Drei Pferde hatte Henk Grewe am Sonntag auf der Heimatbahn im Einsatz, von denen Zwei im Rahmenprogramm auch nach ansprechenden Vorstellungen  Geld verdienten  Eine gute Leistung als Viertplacierte zeigte dabei die von Marc Lerner gerittene Karlshoferin Allure Gold in der einleitenden und gut besetzten Maidenprüfung über 1.600 Meter. Nach einem Rennen im Vordertreffen, schien die im Einlauf hinter der deutlich führenden und am Ende leicht siegenden Indah fein anziehende Dabirsim - Tochter lange sogar Zweite werden zu können.
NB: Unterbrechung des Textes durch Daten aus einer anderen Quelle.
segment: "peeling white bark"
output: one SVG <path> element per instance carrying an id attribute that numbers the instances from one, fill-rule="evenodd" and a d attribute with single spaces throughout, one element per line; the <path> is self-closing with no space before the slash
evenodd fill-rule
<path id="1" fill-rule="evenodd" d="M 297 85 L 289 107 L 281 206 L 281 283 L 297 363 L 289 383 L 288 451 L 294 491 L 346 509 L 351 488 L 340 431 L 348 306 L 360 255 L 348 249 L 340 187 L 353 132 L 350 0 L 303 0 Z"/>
Auf den letzten 100 Metern gingen ihr dann auf schwerer Bahn zwar etwas die Kräfte aus, doch zog sie weiter durch und war im Ziel nur um 2 1/2 Längen geschlagen. Eine Leistung gegen bereits erprobte Gegner, auf die sich aufbauen lässt.

 

Wie verwandelt präsentierte sich dreißig Minuten später die in den Farben von Günter Merkel Erben agierende Astrella. Beim ersten Start für Henk Grewe Mitte März in Neuss auf Sand noch ohne Möglichkeiten, war sie diesmal in einem über 1.850 Meter führenden Ausgleich III unterwegs stets an oder bei der Spitze zu finden. Eingangs der Geraden zog Adrie de Vries mit der zu diesem Zeitpunkt in bester Haltung marschierenden Lawman - Tochter sogar auf einige Längen vom Feld weg, was kurz sogar Hoffungen auf einen Erfolg nährte. In der Distanz wurde sie zwar von Athalyana und Forever Adventure gestellt, sicherte sich am Ende um rund drei Längen geschlagen, aber deutlich vor dem Rest verdient das dritte Geld. Alles in allem eine gute kämpferische Leistung, mit der sie die letzte enttäuschende Form schnell korrigierte und sich zugleich für die Lösung einer solchen Aufgaben deutlich empfahl.

 

Vor die natürlich anspruchsvollste Aufgabe war allerdings die dreijährige Le Magique als eine von acht Starterinnen im Hauptrennen, dem mit 55.000 Euro dotierten Karin Baronin von Ullmann - Schwarzgold - Rennen gestellt. Diese excellent besetzte und zur Eurooa Gruppe III zählende Traditionsprüfung erwieß sich jedenfalls an diesem Tag für die Karlshoferin als doch noch zu schwer. Die von Marc Lerner gerittene Dabirsim -Tochter, zuletzt noch gute Zweite in einer Maidenprüfung auf dem Düsseldorfer Grafenberg (Foto) und dabei deutlich vor der diesmal viertplacierten Wierland eingekommen, kam über einen Moment im Einlauf und am Ende vorletzten Platz nicht hinaus, war damit aber auch unter Wert geschlagen.